After being saved from execution at Tatsunokuchi Beach, Nichiren was held at Echi, near the Teradomari harbour, where he would set sail for Sado Island.  It took more than a week before the sea was calm enough to cross, but it was still a dangerous journey.  In the picture below you can see Nichiren calming the sea by chanting daimoku.

Nichiren was nearly fifty when he was exiled to Sado Island and on the 1st November 1271, three days after arriving on the island, Nichiren was taken to an abandoned field that was used as a graveyard and given a small dilapidated hut.  He writes:

“The chances are one in ten thousand that I will survive the year or even the month.”  (WND-1. P402)

“Among those sent to Sado, most die; few live. And after I had finally managed to reach my place of exile, I was looked upon as someone who had committed a crime worse than murder or treason.”(WND1, p519)   

“The hearts of the people are like those of birds and beasts; they recognize neither sovereign, teacher, nor parent. Even less do they distinguish between correct and incorrect in Buddhism, or good and evil in their teachers.”  (WND1, p213)

“There, true to the nature of that northern land, I found the wind particularly strong in winter, the snows deep, the clothing thin, and the food scarce.”  (WND1, p519)

“I lived in a graveyard called Tsukahara, at a place between the meadows and the mountains that was far removed from human habitation.

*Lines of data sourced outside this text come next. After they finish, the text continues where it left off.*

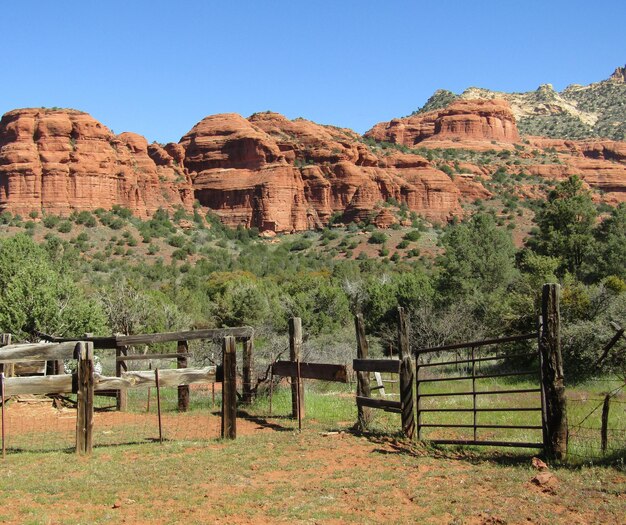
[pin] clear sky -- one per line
(158, 67)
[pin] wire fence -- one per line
(597, 421)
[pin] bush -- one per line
(299, 245)
(377, 238)
(177, 241)
(412, 236)
(50, 221)
(65, 227)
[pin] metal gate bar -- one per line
(472, 347)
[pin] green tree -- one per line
(479, 257)
(39, 294)
(566, 225)
(611, 244)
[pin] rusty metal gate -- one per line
(483, 402)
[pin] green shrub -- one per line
(412, 236)
(377, 238)
(65, 227)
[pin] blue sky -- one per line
(158, 67)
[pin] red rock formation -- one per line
(64, 160)
(279, 174)
(284, 175)
(463, 120)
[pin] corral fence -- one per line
(503, 392)
(36, 424)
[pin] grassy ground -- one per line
(326, 474)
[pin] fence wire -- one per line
(585, 411)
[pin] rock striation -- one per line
(281, 175)
(58, 161)
(463, 120)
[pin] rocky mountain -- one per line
(59, 161)
(282, 175)
(578, 112)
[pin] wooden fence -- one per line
(85, 382)
(122, 344)
(550, 394)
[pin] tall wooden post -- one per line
(183, 390)
(403, 334)
(247, 369)
(121, 366)
(604, 430)
(229, 388)
(295, 354)
(364, 414)
(407, 377)
(554, 415)
(5, 340)
(84, 398)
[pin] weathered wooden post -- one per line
(229, 388)
(407, 377)
(247, 369)
(183, 390)
(4, 450)
(84, 398)
(295, 351)
(121, 366)
(604, 431)
(554, 415)
(157, 384)
(5, 340)
(364, 414)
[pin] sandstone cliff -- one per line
(467, 120)
(282, 175)
(277, 174)
(64, 160)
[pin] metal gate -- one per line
(483, 402)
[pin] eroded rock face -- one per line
(463, 120)
(58, 161)
(281, 175)
(278, 174)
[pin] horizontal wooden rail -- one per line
(65, 384)
(498, 409)
(61, 384)
(452, 425)
(483, 376)
(376, 365)
(321, 371)
(147, 357)
(37, 352)
(485, 443)
(485, 392)
(213, 333)
(110, 342)
(478, 344)
(477, 360)
(385, 404)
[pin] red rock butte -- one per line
(58, 161)
(273, 173)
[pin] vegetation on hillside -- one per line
(107, 271)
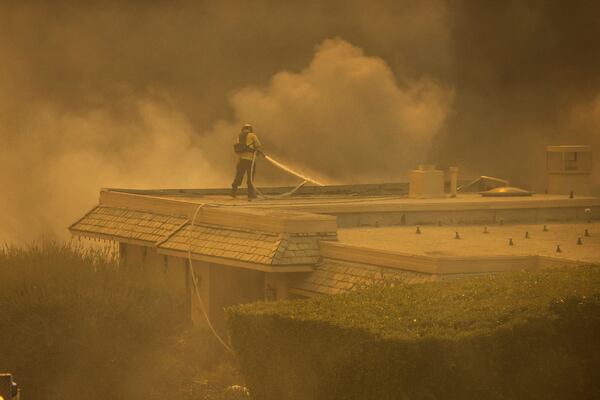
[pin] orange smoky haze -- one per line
(140, 94)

I lived in a small hut [Sammai-dō] built with four posts. The roof boards did not shut out the sky, and the walls were crumbling. Rain came in as though there were no roof at all, and the snow piled up inside.”  (WND2, p773-774)

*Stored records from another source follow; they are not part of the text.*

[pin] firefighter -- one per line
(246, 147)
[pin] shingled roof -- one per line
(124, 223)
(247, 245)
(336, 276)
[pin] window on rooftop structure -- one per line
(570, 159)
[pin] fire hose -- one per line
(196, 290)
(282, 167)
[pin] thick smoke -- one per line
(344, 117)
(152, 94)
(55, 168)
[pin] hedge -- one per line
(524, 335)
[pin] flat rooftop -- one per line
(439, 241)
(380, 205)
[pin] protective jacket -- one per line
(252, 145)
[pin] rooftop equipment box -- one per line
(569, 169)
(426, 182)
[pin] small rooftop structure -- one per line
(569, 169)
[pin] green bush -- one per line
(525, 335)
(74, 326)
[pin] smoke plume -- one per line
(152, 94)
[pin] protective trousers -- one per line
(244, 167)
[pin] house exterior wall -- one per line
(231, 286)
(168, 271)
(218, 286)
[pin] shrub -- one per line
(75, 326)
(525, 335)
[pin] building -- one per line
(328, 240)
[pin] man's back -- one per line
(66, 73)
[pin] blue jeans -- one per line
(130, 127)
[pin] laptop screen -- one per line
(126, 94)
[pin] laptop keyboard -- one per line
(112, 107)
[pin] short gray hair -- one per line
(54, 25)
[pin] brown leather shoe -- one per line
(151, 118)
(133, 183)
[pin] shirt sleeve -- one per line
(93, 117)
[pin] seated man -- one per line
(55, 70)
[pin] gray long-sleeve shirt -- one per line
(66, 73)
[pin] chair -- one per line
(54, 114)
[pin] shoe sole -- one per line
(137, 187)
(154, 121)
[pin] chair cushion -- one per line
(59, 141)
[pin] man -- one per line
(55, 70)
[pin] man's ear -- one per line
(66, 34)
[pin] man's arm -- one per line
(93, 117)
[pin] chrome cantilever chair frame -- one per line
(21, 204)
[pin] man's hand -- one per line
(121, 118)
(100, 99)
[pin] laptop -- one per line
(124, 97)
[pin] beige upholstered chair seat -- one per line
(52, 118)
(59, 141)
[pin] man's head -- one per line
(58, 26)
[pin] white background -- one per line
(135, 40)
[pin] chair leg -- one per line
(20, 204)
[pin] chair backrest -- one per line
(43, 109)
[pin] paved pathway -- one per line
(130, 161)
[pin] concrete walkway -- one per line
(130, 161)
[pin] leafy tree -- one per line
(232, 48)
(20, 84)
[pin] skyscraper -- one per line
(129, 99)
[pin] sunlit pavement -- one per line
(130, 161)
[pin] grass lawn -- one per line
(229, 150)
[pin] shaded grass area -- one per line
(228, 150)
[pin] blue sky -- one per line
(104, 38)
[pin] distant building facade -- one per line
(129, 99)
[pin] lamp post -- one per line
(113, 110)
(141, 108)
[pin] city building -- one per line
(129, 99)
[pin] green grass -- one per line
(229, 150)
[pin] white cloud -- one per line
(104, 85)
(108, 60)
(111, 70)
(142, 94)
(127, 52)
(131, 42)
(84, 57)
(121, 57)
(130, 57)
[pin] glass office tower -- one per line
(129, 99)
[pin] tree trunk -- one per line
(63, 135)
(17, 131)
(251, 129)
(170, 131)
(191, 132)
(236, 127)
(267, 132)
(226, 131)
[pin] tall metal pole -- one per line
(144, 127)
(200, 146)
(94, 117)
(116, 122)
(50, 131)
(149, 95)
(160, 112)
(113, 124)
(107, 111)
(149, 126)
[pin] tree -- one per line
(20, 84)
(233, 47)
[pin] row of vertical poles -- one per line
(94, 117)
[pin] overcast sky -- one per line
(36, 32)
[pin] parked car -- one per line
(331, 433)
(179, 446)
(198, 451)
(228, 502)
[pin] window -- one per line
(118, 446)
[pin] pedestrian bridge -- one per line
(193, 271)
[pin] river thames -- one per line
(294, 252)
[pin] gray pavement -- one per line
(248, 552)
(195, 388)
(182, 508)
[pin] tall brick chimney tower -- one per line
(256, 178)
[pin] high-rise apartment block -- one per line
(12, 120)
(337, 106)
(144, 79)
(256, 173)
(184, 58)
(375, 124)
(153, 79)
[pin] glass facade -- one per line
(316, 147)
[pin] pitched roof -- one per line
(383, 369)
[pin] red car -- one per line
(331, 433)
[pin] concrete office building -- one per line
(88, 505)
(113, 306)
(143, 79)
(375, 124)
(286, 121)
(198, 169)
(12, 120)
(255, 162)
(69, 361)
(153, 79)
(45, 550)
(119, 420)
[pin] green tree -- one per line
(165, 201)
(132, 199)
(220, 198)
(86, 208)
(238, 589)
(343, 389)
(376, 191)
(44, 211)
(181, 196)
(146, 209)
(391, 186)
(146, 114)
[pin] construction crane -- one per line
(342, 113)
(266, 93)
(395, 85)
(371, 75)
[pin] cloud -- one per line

“[T]he walls did not keep out the wind. Day and night the only sound reaching my ears was the sighing of the wind by my pillow; each morning the sight that met my eyes was the snow that buried the roads far and near. I felt as though I had passed through the realm of hungry spirits and fallen alive into one of the cold hells.    (WND1, p519)

“There was no image of the Buddha, and no trace of matting or other floor covering. But I set up the figure of Shakyamuni, the lord of teachings, that I have carried with me from times past, and held the Lotus Sutra in my hand, and with a straw coat around me and a straw hat on my head, I managed to live there.”  (WND2, p774)

“I am sending back some of the young priests. You can ask them what this province is like and about the circumstances in which I live. It is impossible to describe these matters in writing.”  (WND1, p214)

“Please tell the young priests that they should not neglect their studies. You absolutely must not lament over my exile.”   (WND1, p214)

Nichiren always stressed to his followers that “from the very day you listen to [and take faith in] this sutra, you should be fully prepared to face the great persecutions of the three types of enemies" (WND1.p391) but wrote “although my disciples had already heard this, when both great and small persecutions confronted us, some were so astounded and terrified that they even forsook their faith. (ibid.)  

Even worse though, were that some disciples tried to persuade other followers to reject the Daishonin:  “When persecutions befell me, [Shō-bō, Noto-bō, and the lay nun of Nagoe] took advantage of these to convince many of my followers to drop out.”  (WND1, p800)

Nichiren also wrote about the journey from Kamakura to Sado Island being “more than a thousand ri  [450km / 280 miles]  over treacherous mountains and raging seas. There are sudden onslaughts of wind and rain, bandits lurk in the mountains, and pirates lie in wait on the sea. The people at every stage and every post town are as bestial as dogs or tigers” (WND1, p325)

This is the route that his closest disciples would have had to follow to deliver food, paper and religious texts to him, and then they would return back the same way with his letters of encouragement and guidance for other disciples.  This really shows the depth of commitment that Nichiren Daishonin and his early disciples had to ensure the continued flow of Nichiren Buddhism. 

In this modern age of e-mails it can be difficult enough to reflect on the good old days of writing letters, buying stamps and finding a post-box, let alone the physical and emotional hardships of delivering food and communication between the capital city and an inhospitable island via a dangerous and demanding trip over “treacherous mountains and raging seas”.